Rarely: the season closes in stages, not all at once, and each stage has its crops. Cool-season crops can go in from around Feb 25; tender transplants wait until two to three weeks after the last 28°F hard freeze, which lands near Mar 25 (NOAA 1991–2020 climate normals); and from midsummer, planting counts back from the first fall freeze around Nov 24 — long-season crops need about 90 days of runway, quick greens only 30. There is slack in a calendar like this — late plantings, second rounds of favorites, and a fall bench that keeps beds working.
When does frost risk typically end in Shippingport?
The last hard freeze (28°F) in Shippingport typically lands around Mar 25, per NOAA 1991–2020 climate normals — an earlier marker than the light-frost dates many planting charts quote. That marks the hard freeze, not the last light frost — light frosts can still bite for a few more weeks, so tender transplants usually wait another 2–3 weeks.
When is the first frost in Shippingport?
The first hard freeze (28°F) in Shippingport typically arrives around Nov 24, per NOAA 1991–2020 climate normals — the point most tender summer crops finish. Lighter frosts usually reach a couple of weeks earlier, so watch the forecast from late summer on and harvest or cover tender plants before the first cold night.

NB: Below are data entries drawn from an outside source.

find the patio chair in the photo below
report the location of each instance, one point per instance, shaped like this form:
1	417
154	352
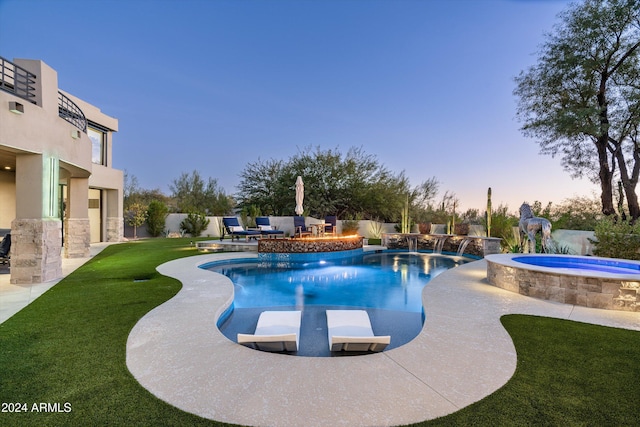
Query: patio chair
331	221
300	227
235	230
350	330
266	229
275	331
5	248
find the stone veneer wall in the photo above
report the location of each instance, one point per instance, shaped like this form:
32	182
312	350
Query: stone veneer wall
308	245
35	250
477	245
594	292
77	237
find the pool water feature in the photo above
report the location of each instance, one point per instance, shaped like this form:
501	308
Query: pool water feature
388	285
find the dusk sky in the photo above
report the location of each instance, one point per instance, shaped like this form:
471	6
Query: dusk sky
425	86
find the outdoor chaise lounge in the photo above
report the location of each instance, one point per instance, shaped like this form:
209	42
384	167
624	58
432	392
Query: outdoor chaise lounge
232	227
276	331
265	227
350	330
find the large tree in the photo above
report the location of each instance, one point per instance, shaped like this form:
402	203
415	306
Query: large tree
582	99
193	194
348	185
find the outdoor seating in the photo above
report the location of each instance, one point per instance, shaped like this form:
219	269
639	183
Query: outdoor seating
330	224
5	248
275	331
350	330
265	227
301	229
235	230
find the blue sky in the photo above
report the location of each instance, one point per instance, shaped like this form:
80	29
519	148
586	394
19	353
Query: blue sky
425	86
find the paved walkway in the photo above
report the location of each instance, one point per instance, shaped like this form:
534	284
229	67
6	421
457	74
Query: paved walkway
462	355
14	298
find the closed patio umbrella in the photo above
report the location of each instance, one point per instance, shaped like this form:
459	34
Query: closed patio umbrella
299	195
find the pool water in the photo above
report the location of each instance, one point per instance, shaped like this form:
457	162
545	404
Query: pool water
388	285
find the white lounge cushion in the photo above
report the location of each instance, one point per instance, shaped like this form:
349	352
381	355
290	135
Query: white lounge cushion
275	331
350	330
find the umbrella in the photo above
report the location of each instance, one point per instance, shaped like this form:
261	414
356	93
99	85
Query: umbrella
299	195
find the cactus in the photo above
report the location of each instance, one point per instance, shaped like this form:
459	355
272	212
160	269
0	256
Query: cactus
405	223
489	212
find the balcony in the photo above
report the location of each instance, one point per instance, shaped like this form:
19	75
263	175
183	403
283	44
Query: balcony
16	80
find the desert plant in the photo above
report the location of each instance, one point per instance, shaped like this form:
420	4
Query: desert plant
617	239
194	224
350	226
375	229
156	215
135	217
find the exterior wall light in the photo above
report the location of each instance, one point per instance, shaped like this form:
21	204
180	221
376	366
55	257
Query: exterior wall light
16	107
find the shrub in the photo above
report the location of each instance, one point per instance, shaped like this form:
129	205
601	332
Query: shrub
617	240
156	216
194	224
350	226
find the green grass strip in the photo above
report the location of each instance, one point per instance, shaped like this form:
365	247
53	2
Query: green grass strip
69	346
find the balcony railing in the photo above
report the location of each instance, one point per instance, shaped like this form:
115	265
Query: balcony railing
16	80
69	111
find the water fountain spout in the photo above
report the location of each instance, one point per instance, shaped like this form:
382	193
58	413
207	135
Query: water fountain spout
463	245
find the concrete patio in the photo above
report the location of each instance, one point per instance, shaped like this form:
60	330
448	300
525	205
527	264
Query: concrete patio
461	355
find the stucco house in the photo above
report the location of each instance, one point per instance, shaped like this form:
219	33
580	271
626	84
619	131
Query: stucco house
58	190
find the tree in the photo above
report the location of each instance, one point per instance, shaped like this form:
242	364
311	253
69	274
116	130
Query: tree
156	215
135	217
348	185
134	194
582	99
194	224
192	194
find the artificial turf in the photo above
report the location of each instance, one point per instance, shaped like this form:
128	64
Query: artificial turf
67	350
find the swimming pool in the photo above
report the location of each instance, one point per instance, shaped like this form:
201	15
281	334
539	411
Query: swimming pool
388	285
605	265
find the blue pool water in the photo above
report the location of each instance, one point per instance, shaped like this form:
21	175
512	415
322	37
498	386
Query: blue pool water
388	285
581	263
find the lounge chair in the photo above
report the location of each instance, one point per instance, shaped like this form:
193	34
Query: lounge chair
300	227
266	229
350	330
5	248
276	331
235	230
330	227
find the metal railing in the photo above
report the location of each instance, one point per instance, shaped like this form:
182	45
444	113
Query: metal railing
16	80
68	110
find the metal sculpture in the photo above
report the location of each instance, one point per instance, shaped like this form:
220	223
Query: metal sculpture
531	225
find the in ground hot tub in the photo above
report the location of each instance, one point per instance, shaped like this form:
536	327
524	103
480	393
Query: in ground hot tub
596	282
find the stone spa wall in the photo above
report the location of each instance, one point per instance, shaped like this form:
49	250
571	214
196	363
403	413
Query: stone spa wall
611	293
476	246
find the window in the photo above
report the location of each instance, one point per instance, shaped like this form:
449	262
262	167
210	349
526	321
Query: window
98	144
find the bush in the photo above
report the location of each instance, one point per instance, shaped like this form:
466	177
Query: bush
194	224
156	215
617	240
350	226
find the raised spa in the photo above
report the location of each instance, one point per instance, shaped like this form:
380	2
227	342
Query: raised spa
595	282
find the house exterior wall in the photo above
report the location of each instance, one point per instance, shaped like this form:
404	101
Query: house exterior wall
47	173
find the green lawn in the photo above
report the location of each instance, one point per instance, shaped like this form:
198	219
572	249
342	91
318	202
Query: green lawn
69	346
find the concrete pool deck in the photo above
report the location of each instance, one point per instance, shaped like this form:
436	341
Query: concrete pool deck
461	355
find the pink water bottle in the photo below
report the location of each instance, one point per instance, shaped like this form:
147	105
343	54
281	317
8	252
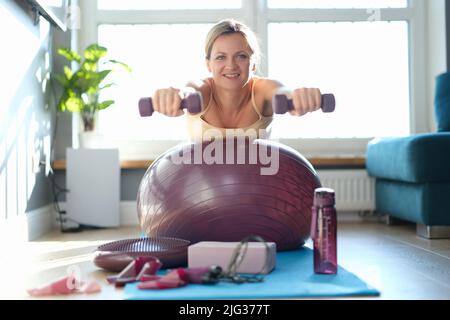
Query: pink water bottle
324	231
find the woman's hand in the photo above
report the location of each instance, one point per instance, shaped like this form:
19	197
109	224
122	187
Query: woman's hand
168	102
305	100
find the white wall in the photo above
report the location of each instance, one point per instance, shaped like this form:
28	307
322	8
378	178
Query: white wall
437	52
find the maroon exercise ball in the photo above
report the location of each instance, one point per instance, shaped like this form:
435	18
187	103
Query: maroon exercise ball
227	190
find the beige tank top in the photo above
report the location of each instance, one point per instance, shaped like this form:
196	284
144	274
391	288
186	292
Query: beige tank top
200	130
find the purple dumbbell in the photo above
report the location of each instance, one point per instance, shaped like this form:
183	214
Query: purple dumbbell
282	104
192	102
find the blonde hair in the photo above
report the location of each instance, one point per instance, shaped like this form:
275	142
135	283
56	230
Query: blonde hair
230	26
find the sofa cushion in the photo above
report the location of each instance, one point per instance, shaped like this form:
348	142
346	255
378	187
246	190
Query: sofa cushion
442	102
417	158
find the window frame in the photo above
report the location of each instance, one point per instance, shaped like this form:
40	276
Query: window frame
257	15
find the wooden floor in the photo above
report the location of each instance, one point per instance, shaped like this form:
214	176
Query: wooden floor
390	258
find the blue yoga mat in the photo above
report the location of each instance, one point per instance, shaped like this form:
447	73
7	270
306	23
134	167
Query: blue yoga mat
293	277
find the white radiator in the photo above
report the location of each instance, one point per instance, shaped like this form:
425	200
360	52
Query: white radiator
354	189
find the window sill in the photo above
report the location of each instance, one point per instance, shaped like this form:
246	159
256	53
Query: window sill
349	162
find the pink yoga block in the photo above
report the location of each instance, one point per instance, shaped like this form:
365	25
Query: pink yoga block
208	253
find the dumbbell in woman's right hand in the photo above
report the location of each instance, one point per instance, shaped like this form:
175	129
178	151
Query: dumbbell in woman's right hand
170	102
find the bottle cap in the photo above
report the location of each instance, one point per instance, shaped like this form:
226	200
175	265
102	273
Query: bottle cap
324	197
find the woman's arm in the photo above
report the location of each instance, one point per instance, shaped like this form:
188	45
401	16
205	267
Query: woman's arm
204	89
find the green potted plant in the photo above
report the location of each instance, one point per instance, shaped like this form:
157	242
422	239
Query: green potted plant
81	87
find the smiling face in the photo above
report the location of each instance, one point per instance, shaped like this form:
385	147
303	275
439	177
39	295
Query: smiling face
230	62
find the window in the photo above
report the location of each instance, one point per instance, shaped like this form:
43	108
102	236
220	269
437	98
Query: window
364	52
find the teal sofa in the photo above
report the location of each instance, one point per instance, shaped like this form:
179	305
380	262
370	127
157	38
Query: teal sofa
413	173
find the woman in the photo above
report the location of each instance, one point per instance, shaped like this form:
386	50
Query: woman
233	97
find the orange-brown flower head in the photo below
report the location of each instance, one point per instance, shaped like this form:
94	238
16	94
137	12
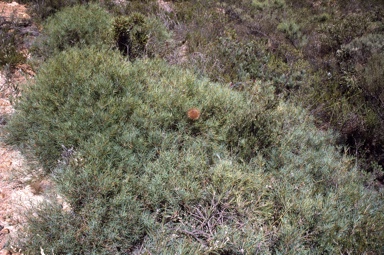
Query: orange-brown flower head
193	114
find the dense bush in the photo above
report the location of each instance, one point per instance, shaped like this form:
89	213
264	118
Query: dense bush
9	41
79	25
249	174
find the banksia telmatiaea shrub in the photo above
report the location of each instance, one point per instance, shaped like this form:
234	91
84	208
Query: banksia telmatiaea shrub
193	114
131	35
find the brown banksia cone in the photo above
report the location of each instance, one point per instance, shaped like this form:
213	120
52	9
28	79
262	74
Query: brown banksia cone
193	114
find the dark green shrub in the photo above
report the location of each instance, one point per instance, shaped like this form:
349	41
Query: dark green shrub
42	9
251	174
80	25
131	35
9	41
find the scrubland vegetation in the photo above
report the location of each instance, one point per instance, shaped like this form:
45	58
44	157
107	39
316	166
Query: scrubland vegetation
284	157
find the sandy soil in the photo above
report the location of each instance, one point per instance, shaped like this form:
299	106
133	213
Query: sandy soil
18	190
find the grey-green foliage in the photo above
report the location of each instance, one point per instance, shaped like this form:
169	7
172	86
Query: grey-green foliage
79	25
251	175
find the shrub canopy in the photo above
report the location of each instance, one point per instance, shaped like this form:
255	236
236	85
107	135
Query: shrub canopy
251	174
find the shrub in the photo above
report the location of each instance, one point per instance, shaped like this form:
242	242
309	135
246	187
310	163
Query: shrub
42	9
80	25
137	36
131	35
251	174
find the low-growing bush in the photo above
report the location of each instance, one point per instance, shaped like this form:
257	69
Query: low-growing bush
79	25
137	36
9	41
246	173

What vegetables grow in Shippingport?
Shippingport's zones 6a-7b support a wide range — strong performers include Apple, Tomato, Grape, Mountain Laurel, and Mushroom. What actually takes on any one site comes down to its soil, sun, and drainage, and we score each plant against the real conditions at your address.
Which hardiness zone is Shippingport, really?
Officially, Shippingport sits in USDA zones 6a-7b (USDA PHZM 2023) — but a zone is a 30-year average of winter's coldest night across an area, and it can't see any one yard. A south-facing slope, a tree line, or a low frost pocket can shift a single site by half a zone either way, which is why neighboring gardeners often quote different numbers. We read the conditions at your exact address — soil, sun, slope, and frost — and score 1,112 plants against what's actually there.
Is the soil safe to grow vegetables in Shippingport?
The federal record around Shippingport runs heavier than most — 641 documented sites — so test the soil before planting food in the ground, and raised beds with clean imported soil grow well in the meantime. Even here, proximity to a documented site is information, not a diagnosis of any one yard; the contamination map shows exactly what's recorded and where.
How do I protect my plants from frost in Shippingport?
As the season closes around the first 28°F hard freeze near Nov 24 (NOAA 1991–2020 climate normals), a few moves buy time: cover tender plants with floating row cover or an old sheet on still, clear nights, water the soil the afternoon before a freeze so it holds warmth overnight, and harvest frost-tender crops like tomatoes, peppers, and basil before the first hard night. Hardy greens and root crops shrug off light frost and often sweeten after it, so leave them in.
Everything on this page is a Shippingport average. Your yard writes its own version — we read soil, sun, drainage, and frost at your exact address. Try it for 14 days — no card required.